Comic Posts

Comic posts are placed in the content/comic/ directory. In general all content is placed in the content/ directory. The root subdirectory will also determine the category, but this can be overwritten with a category metadata field. Further directories can be used for personal organization, but will have no other impact.

The comic image will be defined with the comic metadata field and automatically added to the page. The contents of that field can be any of the following.

yml comic: 1.png

Here the image 1.png will be used for the comic image, and the title will be the alt text, you can also set a list of files and each will be included below the other.

yml comic: - 1a.png - 1b.png

You should manually set the alt text by explicitely using the src and alt subfields for comic like this:

yml comic: src: 1.png alt: alt text

You can also have a list of images here:

yml comic: - src: 1a.png alt: the first row - src: 1b.png alt: the second row

Instead of a comic you can also include a feature this is just a html page or snippet that gets included instead of a comic.

The body of the comic md file will be used as the accompanying post for the comic.

HyperComics

HyperComics are a seperate type of comic with their own layout, a hypercomic is made by adding a folder under the /content/hyper section with the following content:

Blog posts

Blog post content is put in the content/blog/ directory and will be put in the 'blog' section of the rendered pages.
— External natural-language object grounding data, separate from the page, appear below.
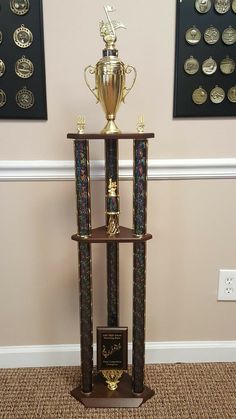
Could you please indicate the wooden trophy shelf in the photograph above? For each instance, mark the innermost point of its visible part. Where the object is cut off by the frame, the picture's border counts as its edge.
(99, 235)
(92, 391)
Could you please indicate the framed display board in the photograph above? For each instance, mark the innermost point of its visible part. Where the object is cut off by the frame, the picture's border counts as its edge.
(205, 62)
(22, 66)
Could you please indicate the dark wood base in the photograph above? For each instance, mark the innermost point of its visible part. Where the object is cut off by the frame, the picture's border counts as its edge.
(102, 397)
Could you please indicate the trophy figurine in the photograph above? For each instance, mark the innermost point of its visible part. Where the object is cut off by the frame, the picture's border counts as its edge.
(110, 74)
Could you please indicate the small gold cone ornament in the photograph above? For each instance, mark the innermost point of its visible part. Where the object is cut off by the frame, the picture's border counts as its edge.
(110, 74)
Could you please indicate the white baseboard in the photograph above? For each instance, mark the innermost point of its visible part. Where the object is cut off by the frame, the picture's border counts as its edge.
(161, 169)
(156, 353)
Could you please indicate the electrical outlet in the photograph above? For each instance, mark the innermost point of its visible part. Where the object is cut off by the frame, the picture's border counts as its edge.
(227, 285)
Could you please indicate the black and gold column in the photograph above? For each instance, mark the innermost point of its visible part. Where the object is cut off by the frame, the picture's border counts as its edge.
(84, 250)
(139, 262)
(112, 226)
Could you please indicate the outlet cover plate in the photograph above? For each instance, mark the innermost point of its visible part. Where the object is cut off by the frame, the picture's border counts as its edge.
(227, 285)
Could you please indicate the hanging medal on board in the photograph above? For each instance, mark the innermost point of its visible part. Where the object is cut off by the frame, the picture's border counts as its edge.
(25, 98)
(3, 98)
(24, 68)
(2, 68)
(19, 7)
(23, 37)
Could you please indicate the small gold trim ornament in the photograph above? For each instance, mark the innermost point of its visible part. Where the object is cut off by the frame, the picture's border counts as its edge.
(25, 98)
(227, 65)
(199, 96)
(229, 36)
(232, 94)
(191, 65)
(217, 94)
(24, 68)
(209, 66)
(2, 68)
(23, 37)
(19, 7)
(3, 98)
(112, 378)
(81, 124)
(211, 35)
(203, 6)
(193, 35)
(222, 6)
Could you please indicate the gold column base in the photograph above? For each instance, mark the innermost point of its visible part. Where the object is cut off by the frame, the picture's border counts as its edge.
(111, 128)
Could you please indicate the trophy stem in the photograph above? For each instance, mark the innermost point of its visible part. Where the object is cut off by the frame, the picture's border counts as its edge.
(111, 128)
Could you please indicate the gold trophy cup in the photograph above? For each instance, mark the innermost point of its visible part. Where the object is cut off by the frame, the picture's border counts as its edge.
(110, 75)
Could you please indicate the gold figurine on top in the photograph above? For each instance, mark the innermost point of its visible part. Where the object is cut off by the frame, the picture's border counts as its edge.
(110, 74)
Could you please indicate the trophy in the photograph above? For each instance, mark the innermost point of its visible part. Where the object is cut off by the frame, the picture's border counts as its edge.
(110, 74)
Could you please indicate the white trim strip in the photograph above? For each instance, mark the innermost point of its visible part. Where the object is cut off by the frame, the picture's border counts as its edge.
(156, 353)
(162, 169)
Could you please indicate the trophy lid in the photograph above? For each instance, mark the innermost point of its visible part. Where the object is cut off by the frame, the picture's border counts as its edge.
(108, 32)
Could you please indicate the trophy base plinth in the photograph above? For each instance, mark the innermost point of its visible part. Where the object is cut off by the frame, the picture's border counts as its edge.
(111, 128)
(123, 396)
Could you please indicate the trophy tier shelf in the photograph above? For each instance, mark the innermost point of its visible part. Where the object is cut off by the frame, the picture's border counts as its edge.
(124, 136)
(99, 235)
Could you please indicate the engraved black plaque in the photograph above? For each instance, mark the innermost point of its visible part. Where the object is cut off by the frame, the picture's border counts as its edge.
(112, 348)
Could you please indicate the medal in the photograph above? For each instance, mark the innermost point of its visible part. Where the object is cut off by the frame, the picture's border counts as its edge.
(232, 94)
(25, 98)
(191, 65)
(211, 35)
(229, 36)
(199, 96)
(217, 94)
(227, 65)
(222, 6)
(2, 68)
(23, 37)
(193, 35)
(24, 68)
(203, 6)
(19, 7)
(209, 66)
(3, 98)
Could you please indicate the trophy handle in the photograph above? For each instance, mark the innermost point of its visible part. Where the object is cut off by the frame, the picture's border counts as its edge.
(91, 70)
(128, 70)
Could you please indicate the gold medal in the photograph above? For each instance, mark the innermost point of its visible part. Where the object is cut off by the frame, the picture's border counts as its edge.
(227, 65)
(19, 7)
(217, 94)
(23, 37)
(191, 65)
(199, 96)
(25, 98)
(211, 35)
(2, 68)
(203, 6)
(209, 66)
(193, 35)
(3, 98)
(229, 36)
(234, 6)
(222, 6)
(232, 94)
(24, 68)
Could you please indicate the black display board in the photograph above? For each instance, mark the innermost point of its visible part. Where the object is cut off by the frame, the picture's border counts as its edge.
(22, 96)
(188, 17)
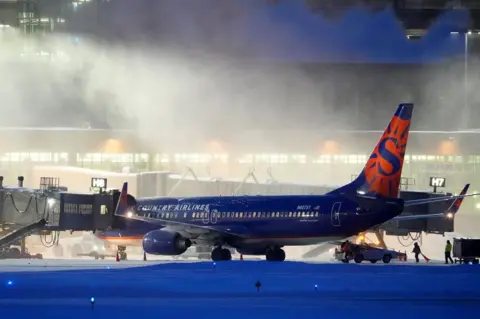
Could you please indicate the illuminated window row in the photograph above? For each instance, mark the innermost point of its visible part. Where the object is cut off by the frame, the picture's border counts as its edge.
(220, 158)
(227, 215)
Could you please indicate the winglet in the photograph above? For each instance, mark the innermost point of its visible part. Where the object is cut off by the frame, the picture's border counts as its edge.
(382, 172)
(122, 205)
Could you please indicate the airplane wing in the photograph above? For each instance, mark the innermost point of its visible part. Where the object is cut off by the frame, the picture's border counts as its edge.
(192, 231)
(449, 213)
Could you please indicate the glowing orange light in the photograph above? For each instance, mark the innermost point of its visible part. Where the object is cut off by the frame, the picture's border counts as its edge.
(112, 146)
(330, 147)
(447, 148)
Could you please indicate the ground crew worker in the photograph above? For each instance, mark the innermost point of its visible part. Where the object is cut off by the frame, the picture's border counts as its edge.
(346, 249)
(417, 251)
(448, 252)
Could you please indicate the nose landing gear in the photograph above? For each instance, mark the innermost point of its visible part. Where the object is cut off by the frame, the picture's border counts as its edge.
(276, 254)
(221, 254)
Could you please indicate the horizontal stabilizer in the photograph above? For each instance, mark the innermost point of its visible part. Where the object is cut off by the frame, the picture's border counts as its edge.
(434, 200)
(371, 202)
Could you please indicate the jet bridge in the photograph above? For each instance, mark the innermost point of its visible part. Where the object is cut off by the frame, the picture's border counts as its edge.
(49, 210)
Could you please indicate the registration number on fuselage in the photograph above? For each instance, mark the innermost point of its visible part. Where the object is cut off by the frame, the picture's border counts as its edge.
(304, 207)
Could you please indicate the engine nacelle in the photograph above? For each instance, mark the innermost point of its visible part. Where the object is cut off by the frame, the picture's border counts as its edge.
(161, 242)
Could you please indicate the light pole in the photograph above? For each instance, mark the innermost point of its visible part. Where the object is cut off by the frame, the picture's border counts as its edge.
(466, 34)
(465, 74)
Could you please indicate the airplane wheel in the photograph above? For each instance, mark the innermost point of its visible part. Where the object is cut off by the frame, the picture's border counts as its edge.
(217, 254)
(58, 251)
(358, 258)
(386, 259)
(275, 255)
(226, 254)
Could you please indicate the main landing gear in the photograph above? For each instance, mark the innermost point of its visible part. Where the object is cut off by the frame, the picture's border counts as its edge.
(219, 254)
(276, 254)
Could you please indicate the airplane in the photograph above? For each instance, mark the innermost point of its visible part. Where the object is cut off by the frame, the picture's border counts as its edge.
(130, 233)
(263, 225)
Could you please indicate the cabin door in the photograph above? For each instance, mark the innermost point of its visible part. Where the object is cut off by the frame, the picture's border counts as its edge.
(214, 216)
(336, 214)
(206, 216)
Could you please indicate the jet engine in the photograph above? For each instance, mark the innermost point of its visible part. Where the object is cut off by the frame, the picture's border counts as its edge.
(161, 242)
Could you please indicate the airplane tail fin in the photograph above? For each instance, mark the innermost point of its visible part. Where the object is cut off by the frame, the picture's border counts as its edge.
(122, 205)
(382, 173)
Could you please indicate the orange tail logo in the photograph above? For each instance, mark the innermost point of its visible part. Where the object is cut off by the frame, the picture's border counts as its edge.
(383, 170)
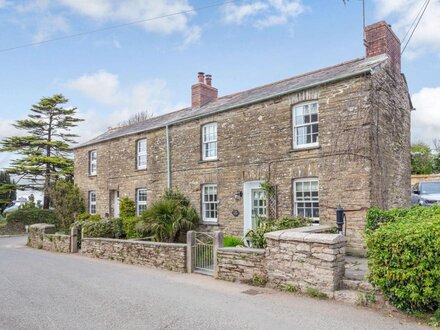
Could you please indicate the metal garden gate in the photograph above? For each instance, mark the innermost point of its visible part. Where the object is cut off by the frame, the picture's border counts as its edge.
(204, 253)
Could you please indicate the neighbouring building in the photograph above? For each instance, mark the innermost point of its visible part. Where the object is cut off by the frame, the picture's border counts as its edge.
(339, 136)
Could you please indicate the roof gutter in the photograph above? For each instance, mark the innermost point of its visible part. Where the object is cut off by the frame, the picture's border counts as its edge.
(322, 82)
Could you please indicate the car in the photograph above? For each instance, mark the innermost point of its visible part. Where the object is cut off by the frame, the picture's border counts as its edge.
(14, 207)
(426, 193)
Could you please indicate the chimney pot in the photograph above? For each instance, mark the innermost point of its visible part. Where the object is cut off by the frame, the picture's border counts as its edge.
(380, 39)
(208, 79)
(202, 92)
(201, 77)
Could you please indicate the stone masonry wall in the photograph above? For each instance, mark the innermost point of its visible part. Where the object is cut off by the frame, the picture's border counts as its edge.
(255, 144)
(41, 236)
(305, 260)
(240, 264)
(169, 256)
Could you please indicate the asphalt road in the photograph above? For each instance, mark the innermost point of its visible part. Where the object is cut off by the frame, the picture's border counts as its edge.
(43, 290)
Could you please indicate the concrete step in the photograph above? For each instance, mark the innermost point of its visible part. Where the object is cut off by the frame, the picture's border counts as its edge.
(356, 285)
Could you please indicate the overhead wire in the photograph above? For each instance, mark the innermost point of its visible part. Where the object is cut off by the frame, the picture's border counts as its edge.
(70, 36)
(417, 24)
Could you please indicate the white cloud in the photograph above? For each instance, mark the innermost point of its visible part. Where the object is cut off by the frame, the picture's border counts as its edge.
(120, 102)
(426, 118)
(263, 14)
(114, 12)
(401, 14)
(238, 13)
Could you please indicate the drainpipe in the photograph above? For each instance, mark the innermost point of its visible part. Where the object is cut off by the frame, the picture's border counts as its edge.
(168, 157)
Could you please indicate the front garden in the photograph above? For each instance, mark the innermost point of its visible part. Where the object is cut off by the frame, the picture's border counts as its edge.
(404, 257)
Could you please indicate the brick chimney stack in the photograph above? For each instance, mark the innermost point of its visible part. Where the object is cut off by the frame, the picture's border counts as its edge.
(203, 92)
(380, 39)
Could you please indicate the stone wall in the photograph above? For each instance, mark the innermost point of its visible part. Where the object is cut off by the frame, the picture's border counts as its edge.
(362, 159)
(169, 256)
(56, 243)
(305, 259)
(240, 264)
(41, 236)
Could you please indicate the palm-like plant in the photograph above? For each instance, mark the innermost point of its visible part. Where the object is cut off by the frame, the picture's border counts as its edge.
(168, 217)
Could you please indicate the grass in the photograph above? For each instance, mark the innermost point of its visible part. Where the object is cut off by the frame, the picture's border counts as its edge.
(232, 241)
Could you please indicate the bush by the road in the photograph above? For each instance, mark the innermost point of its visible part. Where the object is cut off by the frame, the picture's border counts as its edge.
(404, 258)
(376, 217)
(30, 216)
(108, 228)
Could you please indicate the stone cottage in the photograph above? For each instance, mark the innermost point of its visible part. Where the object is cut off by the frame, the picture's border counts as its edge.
(338, 136)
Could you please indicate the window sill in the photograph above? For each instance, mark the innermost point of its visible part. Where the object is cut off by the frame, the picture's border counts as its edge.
(305, 148)
(208, 160)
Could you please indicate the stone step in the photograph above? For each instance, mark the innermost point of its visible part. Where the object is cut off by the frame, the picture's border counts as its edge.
(356, 285)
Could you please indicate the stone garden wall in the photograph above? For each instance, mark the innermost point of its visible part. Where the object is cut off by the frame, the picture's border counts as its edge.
(305, 259)
(300, 258)
(240, 264)
(169, 256)
(41, 236)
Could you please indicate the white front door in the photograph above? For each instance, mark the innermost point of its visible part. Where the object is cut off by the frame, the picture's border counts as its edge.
(255, 204)
(116, 204)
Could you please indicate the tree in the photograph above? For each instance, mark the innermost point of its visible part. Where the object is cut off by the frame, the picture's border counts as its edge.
(421, 159)
(8, 191)
(45, 149)
(67, 201)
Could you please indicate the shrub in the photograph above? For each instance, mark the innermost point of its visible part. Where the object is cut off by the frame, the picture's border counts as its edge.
(232, 241)
(404, 259)
(129, 227)
(169, 217)
(107, 228)
(266, 225)
(376, 217)
(127, 208)
(67, 202)
(89, 217)
(29, 216)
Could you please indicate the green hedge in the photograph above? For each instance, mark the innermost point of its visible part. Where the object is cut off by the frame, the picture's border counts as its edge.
(107, 228)
(30, 216)
(404, 258)
(376, 217)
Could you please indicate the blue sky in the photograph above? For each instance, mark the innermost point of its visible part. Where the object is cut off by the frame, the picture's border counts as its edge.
(113, 74)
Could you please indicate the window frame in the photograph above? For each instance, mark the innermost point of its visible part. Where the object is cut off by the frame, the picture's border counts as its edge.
(295, 126)
(141, 203)
(205, 203)
(93, 162)
(316, 220)
(205, 143)
(140, 154)
(92, 203)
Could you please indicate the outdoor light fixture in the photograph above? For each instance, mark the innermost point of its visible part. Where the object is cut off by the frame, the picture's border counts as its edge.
(340, 217)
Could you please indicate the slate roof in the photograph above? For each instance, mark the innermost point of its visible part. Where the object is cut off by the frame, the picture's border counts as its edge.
(232, 101)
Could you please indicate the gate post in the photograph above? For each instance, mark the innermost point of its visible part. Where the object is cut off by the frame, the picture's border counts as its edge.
(218, 243)
(73, 240)
(190, 254)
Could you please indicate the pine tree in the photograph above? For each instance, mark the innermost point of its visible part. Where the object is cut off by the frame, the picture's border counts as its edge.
(45, 150)
(8, 192)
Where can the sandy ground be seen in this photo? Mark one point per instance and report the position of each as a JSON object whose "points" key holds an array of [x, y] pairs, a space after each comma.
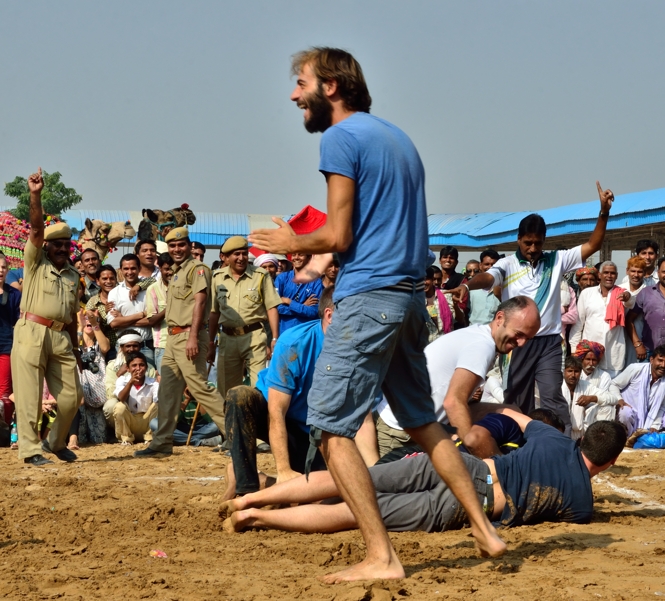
{"points": [[86, 530]]}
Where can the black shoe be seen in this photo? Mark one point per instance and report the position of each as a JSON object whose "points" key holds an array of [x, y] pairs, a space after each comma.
{"points": [[63, 454], [148, 452], [37, 460]]}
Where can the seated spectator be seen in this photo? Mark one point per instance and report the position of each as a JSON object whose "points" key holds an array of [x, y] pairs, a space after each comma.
{"points": [[277, 408], [441, 318], [484, 303], [634, 283], [601, 317], [648, 251], [155, 305], [146, 251], [649, 305], [448, 259], [641, 391], [90, 264], [206, 433], [458, 364], [412, 497], [299, 301], [10, 300], [586, 277], [96, 308], [129, 308], [437, 277], [129, 342], [330, 275], [590, 353], [137, 402], [89, 424], [583, 398]]}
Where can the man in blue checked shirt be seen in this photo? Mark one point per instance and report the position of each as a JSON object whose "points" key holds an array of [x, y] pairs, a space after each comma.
{"points": [[276, 409], [299, 301]]}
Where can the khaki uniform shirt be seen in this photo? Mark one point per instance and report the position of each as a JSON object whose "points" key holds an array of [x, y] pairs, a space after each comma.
{"points": [[246, 300], [47, 292], [190, 277]]}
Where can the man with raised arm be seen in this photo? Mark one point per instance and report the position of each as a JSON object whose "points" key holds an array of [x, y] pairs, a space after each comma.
{"points": [[376, 195], [534, 273], [43, 336]]}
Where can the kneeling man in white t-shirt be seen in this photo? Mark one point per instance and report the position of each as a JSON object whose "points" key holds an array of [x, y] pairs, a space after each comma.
{"points": [[458, 364]]}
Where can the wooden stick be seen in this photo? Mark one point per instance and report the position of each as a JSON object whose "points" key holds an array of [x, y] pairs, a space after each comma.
{"points": [[196, 414]]}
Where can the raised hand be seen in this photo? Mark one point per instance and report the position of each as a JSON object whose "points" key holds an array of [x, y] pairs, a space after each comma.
{"points": [[274, 240], [606, 198], [36, 181]]}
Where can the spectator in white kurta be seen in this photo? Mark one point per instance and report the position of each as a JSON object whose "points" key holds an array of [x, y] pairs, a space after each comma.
{"points": [[137, 402], [641, 389], [590, 353], [583, 398], [601, 318], [633, 283]]}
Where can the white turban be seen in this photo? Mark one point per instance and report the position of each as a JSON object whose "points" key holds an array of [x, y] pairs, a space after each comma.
{"points": [[266, 258], [129, 338]]}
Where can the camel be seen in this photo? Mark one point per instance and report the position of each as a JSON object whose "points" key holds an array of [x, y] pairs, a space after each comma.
{"points": [[104, 237], [156, 223]]}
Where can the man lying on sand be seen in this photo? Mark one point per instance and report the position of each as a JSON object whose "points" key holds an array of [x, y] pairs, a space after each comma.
{"points": [[525, 487]]}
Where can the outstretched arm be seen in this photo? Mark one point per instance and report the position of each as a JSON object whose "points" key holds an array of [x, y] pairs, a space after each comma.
{"points": [[35, 185], [598, 234], [335, 236]]}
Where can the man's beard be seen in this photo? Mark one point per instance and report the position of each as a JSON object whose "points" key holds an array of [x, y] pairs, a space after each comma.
{"points": [[320, 112]]}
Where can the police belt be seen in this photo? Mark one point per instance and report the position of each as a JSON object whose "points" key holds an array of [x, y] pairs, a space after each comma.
{"points": [[242, 330], [53, 324]]}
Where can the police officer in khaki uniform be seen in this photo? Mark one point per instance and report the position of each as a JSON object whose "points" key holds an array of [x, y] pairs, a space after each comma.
{"points": [[184, 362], [244, 297], [44, 334]]}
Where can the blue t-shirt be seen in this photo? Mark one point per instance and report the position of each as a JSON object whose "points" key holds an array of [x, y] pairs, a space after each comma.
{"points": [[389, 213], [546, 480], [296, 312], [10, 302], [292, 368]]}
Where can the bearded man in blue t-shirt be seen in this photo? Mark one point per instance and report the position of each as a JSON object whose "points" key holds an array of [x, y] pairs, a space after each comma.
{"points": [[377, 223]]}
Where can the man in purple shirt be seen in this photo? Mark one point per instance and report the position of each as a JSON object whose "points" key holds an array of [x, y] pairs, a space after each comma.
{"points": [[650, 302]]}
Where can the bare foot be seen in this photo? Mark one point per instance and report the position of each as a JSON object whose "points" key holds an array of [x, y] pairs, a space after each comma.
{"points": [[491, 545], [230, 491], [266, 481], [228, 508], [367, 570], [239, 521]]}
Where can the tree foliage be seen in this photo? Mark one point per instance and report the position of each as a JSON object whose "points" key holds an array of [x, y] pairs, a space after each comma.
{"points": [[56, 197]]}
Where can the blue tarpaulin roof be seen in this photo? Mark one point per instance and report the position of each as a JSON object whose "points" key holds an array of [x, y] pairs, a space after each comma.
{"points": [[471, 230]]}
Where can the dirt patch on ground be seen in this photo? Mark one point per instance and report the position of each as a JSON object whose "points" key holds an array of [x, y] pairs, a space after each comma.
{"points": [[86, 530]]}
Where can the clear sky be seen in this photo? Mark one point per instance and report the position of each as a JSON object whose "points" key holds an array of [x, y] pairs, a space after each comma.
{"points": [[512, 105]]}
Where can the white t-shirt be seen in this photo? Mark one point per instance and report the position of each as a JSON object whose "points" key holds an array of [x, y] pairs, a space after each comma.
{"points": [[519, 278], [471, 348], [140, 399], [120, 296]]}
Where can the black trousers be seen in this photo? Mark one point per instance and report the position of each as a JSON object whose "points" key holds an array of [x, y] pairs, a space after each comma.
{"points": [[539, 360], [247, 420]]}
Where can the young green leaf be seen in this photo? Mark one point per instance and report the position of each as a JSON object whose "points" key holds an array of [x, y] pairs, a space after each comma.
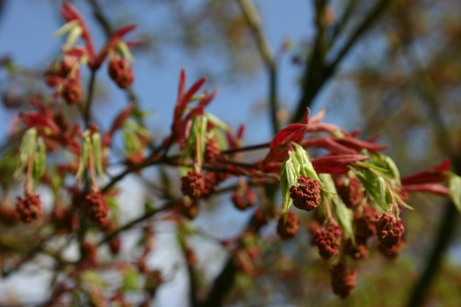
{"points": [[343, 214], [454, 184], [40, 159], [374, 187], [288, 178], [97, 154]]}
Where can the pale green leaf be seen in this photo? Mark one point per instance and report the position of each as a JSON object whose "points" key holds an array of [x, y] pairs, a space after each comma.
{"points": [[454, 184]]}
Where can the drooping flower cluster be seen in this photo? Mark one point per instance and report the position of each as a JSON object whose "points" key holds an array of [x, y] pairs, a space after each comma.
{"points": [[343, 282], [328, 241], [193, 184]]}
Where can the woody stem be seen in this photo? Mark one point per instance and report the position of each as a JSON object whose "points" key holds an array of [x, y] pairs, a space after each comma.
{"points": [[94, 183]]}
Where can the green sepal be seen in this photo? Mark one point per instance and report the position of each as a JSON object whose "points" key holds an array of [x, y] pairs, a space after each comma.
{"points": [[454, 184]]}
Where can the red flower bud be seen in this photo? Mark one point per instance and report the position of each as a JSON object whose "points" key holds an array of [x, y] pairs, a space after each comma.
{"points": [[328, 241], [72, 91], [115, 244], [359, 250], [120, 71], [365, 226], [389, 230], [29, 207], [306, 196], [95, 207], [243, 198], [193, 184], [211, 150], [351, 194], [289, 228]]}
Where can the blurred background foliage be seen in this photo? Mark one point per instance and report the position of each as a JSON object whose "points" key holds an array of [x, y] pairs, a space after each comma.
{"points": [[399, 79]]}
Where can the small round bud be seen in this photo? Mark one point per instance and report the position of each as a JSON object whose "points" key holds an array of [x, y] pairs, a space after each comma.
{"points": [[120, 71]]}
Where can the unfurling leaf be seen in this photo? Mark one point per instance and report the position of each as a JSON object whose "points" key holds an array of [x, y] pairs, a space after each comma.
{"points": [[454, 184], [343, 214], [306, 167]]}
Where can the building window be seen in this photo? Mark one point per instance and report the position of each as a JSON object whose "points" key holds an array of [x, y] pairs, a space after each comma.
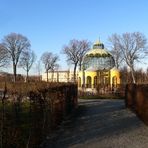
{"points": [[79, 82], [88, 82], [95, 82]]}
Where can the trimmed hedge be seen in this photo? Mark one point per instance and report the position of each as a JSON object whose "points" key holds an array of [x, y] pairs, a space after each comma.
{"points": [[136, 98], [30, 111]]}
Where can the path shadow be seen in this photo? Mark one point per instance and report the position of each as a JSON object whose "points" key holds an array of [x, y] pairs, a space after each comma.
{"points": [[94, 119]]}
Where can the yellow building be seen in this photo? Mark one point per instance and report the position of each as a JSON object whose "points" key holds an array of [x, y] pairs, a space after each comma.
{"points": [[98, 72], [58, 76]]}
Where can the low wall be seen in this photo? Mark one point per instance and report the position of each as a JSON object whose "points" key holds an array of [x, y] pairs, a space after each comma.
{"points": [[136, 98]]}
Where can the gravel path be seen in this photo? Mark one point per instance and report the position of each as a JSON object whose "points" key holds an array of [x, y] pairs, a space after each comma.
{"points": [[100, 124]]}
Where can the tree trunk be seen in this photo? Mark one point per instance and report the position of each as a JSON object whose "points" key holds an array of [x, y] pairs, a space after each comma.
{"points": [[27, 75], [47, 75], [132, 73], [14, 71]]}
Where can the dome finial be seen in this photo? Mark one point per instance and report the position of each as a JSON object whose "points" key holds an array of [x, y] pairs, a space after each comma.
{"points": [[98, 45]]}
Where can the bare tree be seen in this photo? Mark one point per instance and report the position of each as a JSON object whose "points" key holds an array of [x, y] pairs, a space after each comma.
{"points": [[27, 60], [75, 51], [50, 61], [4, 57], [15, 44], [116, 50], [133, 47]]}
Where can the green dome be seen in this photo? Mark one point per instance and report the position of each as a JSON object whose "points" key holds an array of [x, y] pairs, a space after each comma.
{"points": [[98, 50], [98, 58]]}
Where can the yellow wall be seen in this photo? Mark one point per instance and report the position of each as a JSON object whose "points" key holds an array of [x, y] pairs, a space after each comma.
{"points": [[116, 73], [113, 73]]}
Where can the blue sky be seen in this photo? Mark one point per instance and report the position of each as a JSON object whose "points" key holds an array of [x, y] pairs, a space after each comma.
{"points": [[50, 24]]}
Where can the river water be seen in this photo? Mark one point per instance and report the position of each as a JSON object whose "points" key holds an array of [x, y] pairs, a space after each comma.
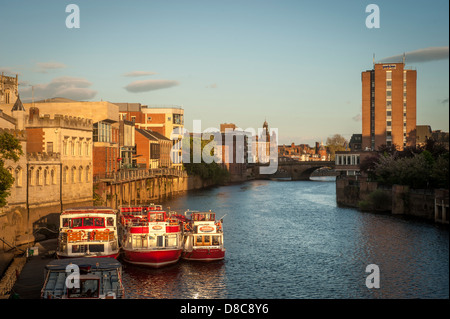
{"points": [[290, 240]]}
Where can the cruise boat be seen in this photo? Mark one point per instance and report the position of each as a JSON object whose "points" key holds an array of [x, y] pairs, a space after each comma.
{"points": [[88, 232], [203, 237], [150, 236], [90, 278]]}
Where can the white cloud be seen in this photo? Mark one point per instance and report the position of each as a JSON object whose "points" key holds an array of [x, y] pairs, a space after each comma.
{"points": [[357, 118], [67, 87], [44, 66], [421, 55], [150, 85], [139, 73]]}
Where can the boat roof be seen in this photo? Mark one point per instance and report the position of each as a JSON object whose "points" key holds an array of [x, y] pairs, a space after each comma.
{"points": [[89, 209], [93, 262]]}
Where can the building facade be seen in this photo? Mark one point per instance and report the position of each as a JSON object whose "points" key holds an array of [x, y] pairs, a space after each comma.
{"points": [[9, 89], [388, 106], [105, 128]]}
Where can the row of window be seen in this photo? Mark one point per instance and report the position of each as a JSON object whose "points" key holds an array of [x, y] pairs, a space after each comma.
{"points": [[73, 147], [40, 176]]}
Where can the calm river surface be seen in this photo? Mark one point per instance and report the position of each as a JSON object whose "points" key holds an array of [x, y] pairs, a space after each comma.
{"points": [[289, 240]]}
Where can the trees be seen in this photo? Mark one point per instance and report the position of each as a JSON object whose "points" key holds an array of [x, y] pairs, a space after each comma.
{"points": [[10, 149], [208, 171], [336, 143], [417, 167]]}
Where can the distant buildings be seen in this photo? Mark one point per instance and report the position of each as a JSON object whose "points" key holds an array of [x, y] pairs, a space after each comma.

You link the comic image using the comic attribute in the frontmatter. The comic attribute can contain an image, but it can also contain a link to any different kind of content. Right now we support images of any known format as comics, as well as .html files which will be included verbatim in the same section as the comic image will go. I am currently using this myself for choose-your-own-adventure style comics.

Any explicitely linked file will be included in the render. Any non-explicitely included files you want included, say a custom javascript, can be mentioned in the frontmatter with the includes attribute.

Optionally you can also use the blog attribute, similar to the comic attribute to include blog post content from an external file. We support .html files if you want more control over the content, and .md if you want to keep the blog content in a seperate file for some reason.

The template attribute points to the html template you want to use for this post. The template is delibrately kept seperate from any category, chapter or tag, so you can change the appearance seperate from any classification.

Chapters

Comics can be divided into chapters, extra data and overwritten assets can be placed in the chapters/ folder.

NOTE: Actually just use a different template for chapters instead?

Other Content

Files placed directly in the content root directory will be turned into standalone pages, this can be used for pages such as about or archive.